The third Order, the Ctenophorae, are among the most beautiful of the Acalephs. I have spoken of the various hues they assume when in motion, and I will add one word of the peculiarity in their structure which causes this effect. The Ctenophorae differ from the Jelly-Fishes described above in sending off from the main cavity only two main tubes, instead of four like the others; but each of these tubes divides and subdivides in four branches as it approaches the periphery.
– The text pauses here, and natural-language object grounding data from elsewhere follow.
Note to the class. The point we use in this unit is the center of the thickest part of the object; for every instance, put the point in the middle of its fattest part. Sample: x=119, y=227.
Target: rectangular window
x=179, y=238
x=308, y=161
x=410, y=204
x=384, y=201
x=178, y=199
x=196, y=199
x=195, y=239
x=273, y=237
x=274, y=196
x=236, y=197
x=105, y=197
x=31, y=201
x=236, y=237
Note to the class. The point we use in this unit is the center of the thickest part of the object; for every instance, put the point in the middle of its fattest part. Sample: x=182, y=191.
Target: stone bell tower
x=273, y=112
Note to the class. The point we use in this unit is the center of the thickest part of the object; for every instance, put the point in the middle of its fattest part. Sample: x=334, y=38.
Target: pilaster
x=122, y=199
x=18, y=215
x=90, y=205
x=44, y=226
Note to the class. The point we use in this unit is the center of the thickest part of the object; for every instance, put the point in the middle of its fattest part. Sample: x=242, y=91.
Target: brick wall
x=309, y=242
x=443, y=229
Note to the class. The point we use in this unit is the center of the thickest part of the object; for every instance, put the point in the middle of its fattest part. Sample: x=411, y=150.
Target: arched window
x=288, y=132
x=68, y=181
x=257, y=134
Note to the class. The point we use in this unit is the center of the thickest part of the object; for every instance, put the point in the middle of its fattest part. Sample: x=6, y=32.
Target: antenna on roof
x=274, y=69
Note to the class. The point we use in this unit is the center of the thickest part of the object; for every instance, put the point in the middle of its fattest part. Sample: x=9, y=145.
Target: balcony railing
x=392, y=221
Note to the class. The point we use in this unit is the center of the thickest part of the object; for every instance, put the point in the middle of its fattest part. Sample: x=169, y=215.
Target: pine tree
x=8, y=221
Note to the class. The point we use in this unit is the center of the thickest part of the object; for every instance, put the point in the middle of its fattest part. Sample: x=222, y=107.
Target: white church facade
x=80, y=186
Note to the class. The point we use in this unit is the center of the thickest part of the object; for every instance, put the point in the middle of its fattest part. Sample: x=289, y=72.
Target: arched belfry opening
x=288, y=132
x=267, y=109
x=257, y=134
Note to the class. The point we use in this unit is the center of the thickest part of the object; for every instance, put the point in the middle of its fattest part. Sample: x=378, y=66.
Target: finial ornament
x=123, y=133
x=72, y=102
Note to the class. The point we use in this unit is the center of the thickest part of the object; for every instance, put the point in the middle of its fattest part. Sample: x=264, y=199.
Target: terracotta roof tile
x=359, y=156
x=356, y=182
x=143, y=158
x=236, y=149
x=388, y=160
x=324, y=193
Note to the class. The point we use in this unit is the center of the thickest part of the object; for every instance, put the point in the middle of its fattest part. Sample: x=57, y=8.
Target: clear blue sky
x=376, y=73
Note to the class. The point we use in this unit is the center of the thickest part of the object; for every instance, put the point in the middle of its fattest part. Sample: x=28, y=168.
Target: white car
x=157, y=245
From the eight branches produced in this way there arise vertical tubes extending in opposite directions up and down the sides of the body. Along these vertical tubes run the rows of little locomotive oars, or combs, as they have been called, from which these animals derive their name of Ctenophorae. The rapid motion of these flappers causes the decomposition of the rays of light along the surface of the body, producing the most striking prismatic effect; and it is no exaggeration to say that no jewel is brighter than these Ctenophorae as they move through the water.